3. How We Collect Your Data

We collect data through:

• Direct interaction: When you fill out forms, sign up for services, make a purchase, or correspond with us
• Automated technologies: Via cookies, web beacons, and similar tracking mechanisms
• Third-party sources: Including service providers, business partners, social media platforms, or publicly available databases

4. Use of Personal Data

Your data is used for the following purposes:

• To provide you with our services, products, and support
• To process your orders, payments, and deliver requested content or goods
• To personalize and improve your experience
• To communicate important service updates and policy changes
• To send promotional content, newsletters, and special offers (if you’ve opted in)
• To detect, prevent, and investigate fraud or security issues
• To comply with our legal obligations and enforce our terms

5. Legal Basis for Processing

Our data processing is supported by legal bases, including:

• Consent: For marketing and non-essential data processing
• Contractual necessity: To perform our agreement with you
• Legal obligation: To comply with legal duties
• Legitimate interest: To operate and improve our services responsibly, while respecting your rights

6. Data Sharing and Disclosure

We may share your personal data with:

• Service providers: Who assist with payment processing, customer service, hosting, analytics, or marketing
• Affiliates and subsidiaries: For internal business operations
• Authorities: When legally obligated, such as in response to court orders or investigations
• Business transfers: In case of a merger, sale, or acquisition, under confidentiality obligations

All third parties are required to respect the security of your data and comply with relevant privacy laws.

7. Data Transfers Outside Your Jurisdiction

If your personal data is transferred to countries outside your own (e.g., to the US or EU), we ensure appropriate safeguards are in place. These may include Standard Contractual Clauses or similar legal mechanisms to ensure data protection standards are met.

8. Retention of Personal Data

We retain your data only for as long as necessary to fulfill the purposes outlined in this policy, including legal, accounting, or reporting obligations. When personal data is no longer needed, it is securely deleted or anonymized.

9. Data Security

We use a range of physical, electronic, and managerial safeguards to secure your data, including:

• SSL encryption for online transactions
• Regular security reviews and risk assessments
• Access controls and authentication procedures
• Secure servers and firewall protections

Despite our efforts, no system is entirely foolproof. We encourage users to take precautions such as securing their passwords and avoiding untrusted networks.

10. Your Rights Under Data Protection Law

Depending on your jurisdiction, you may have the following rights:

• Access: To view what personal data we hold about you
• Rectification: To correct inaccurate or incomplete information
• Erasure: To request deletion of your data under certain conditions
• Restriction: To limit how we process your data
• Objection: To oppose processing based on legitimate interest or for marketing
• Portability: To receive your data in a structured, commonly used format
• Withdraw consent: To revoke permission at any time, without affecting prior lawful processing

To exercise any of these rights, please contact us at [email protected].

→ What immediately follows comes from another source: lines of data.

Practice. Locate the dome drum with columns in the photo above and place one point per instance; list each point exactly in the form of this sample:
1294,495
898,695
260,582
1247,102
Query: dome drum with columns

11. Cookies and Tracking Technologies

We use cookies and similar technologies to improve website functionality, understand user behavior, and deliver tailored content and advertising. You can manage cookie preferences through your browser or via our cookie consent tool. For more details, please refer to our separate Cookie Policy.

12. Children’s Privacy

Our services are not intended for children under 16 years of age. We do not knowingly collect data from minors. If such data is inadvertently collected, we will delete it promptly upon discovery.

13. Changes to This Policy

This Data Protection Policy may be updated periodically to reflect changes in our data practices or legal obligations. When significant changes are made, we will notify users via our website or by email. We recommend reviewing this policy regularly.